When I saw a teenage Beyoncé play the lead in Carmen: A Hip Hopera, which was made for MTV, I figured there was no limit to how big a star she could become. That wasn’t just a Destiny’s Child-bills-or-jumpin’-voice; that was a voice that could master anything it wanted to. You didn’t place that voice in a category. That voice had categories. So other than racism, which is never a distant explanation in America, I didn’t quite get the blowback when Beyoncé dropped the single “Texas Hold ‘Em” and announced that an album of country music was on the way. After all, this daughter of Texas released the stellar “Daddy Lessons” on the 2016 Lemonade. What country music lover wouldn’t want a follow up? Or what music lover would want to restrict a major African American talent to one genre? You wouldn’t do that to jazz/classical Hubert Laws or Wynton Marsalis. Late in her career, Aretha Franklin took classical piano lessons. Before Jimi Hendrix led the widely successful Jimi Hendrix Experience, he paid dues--and blues—with the likes of Sam Cooke, the Isley Brothers, and Little Richard. Ray Charles could sing anything. Bo Diddley could play anything You couldn’t pull Darryl McDaniels away from rock music during the heyday of Run DMC. Nas sampled Beethoven. Charlie Parker insisted on doing an album backed by strings. Satchmo, Ella, Sarah Trane, the Supremes, and the Temptations recorded show tunes. What didn’t Miles do? They didn’t please everybody, but the opinions of those they didn’t please aren’t important in the long run.
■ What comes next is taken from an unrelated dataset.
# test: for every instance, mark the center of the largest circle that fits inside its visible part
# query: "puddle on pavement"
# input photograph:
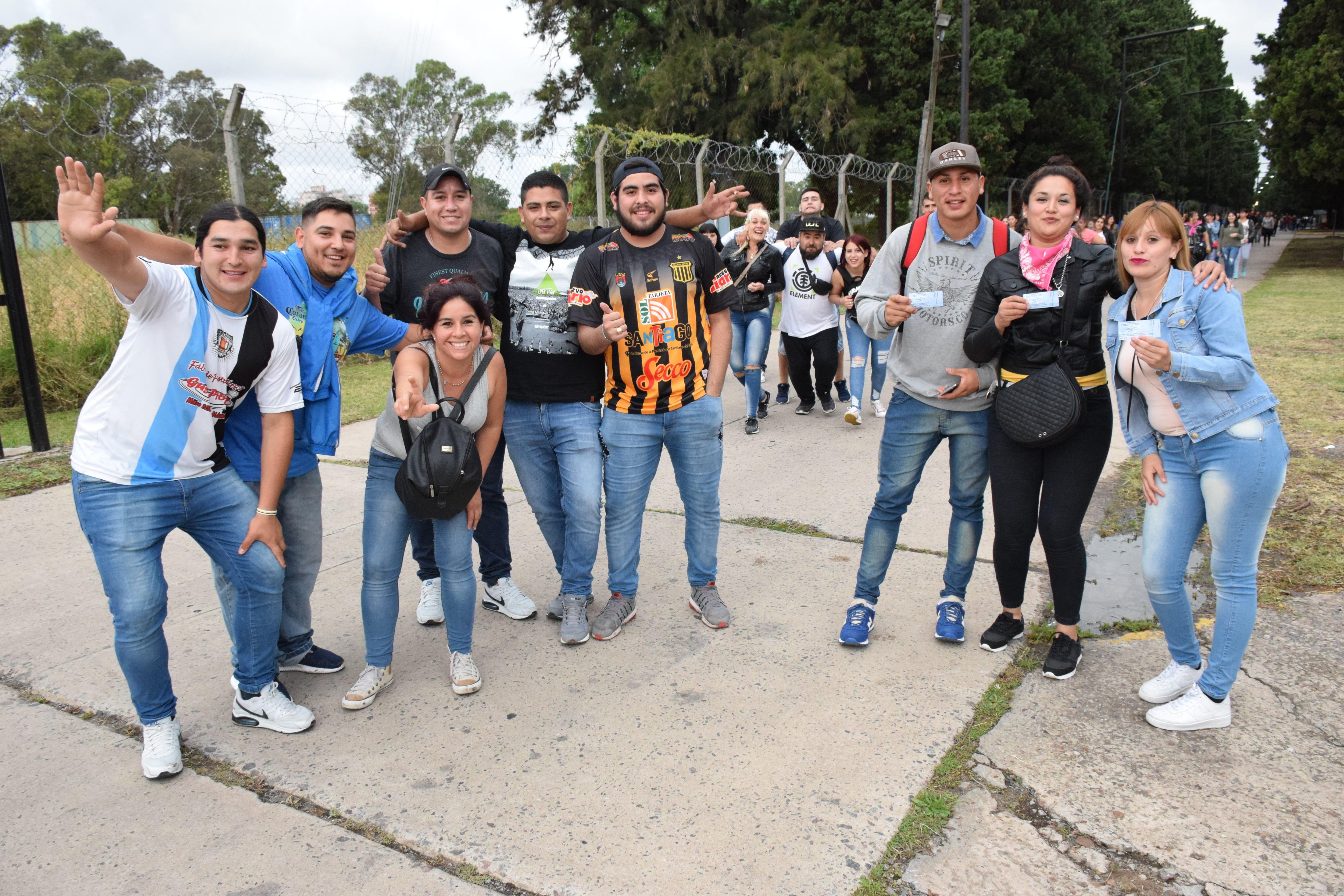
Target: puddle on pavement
(1115, 586)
The same applies to Beyoncé. But then this recent blowback really ain’t about the art. It’s about the politics. It’s about blocking access by African Americans, especially African American women it seems, to country music radio. Radio exposure brings the sales, concerts, and tours. Blockage curtails the money opportunities for artists such as Mickey Guyton and Rissi Palmer, who should be much more widely known.
Fortunately, for Beyoncé, the controllers of country music can’t block her action. As an international megastar, exposure is not her problem. After all, “Daddy Lessons,” as country a song as there ever was, wasn’t marketed as one. No worries for Bey. Lemonade sold 2.5 million copies and the associated Formation World Tour raked in a quarter billion at the box office.
Contemporary country music has formidable female singers no doubt. I mostly catch them in Cracker Barrel---Carrie Underwood (also an accomplished gospel singer), Lainey Wilson, and Little Big Town, to name only a few. However, Beyoncé can more than hang if she wants and maybe break down some barriers while she’s at it. She should.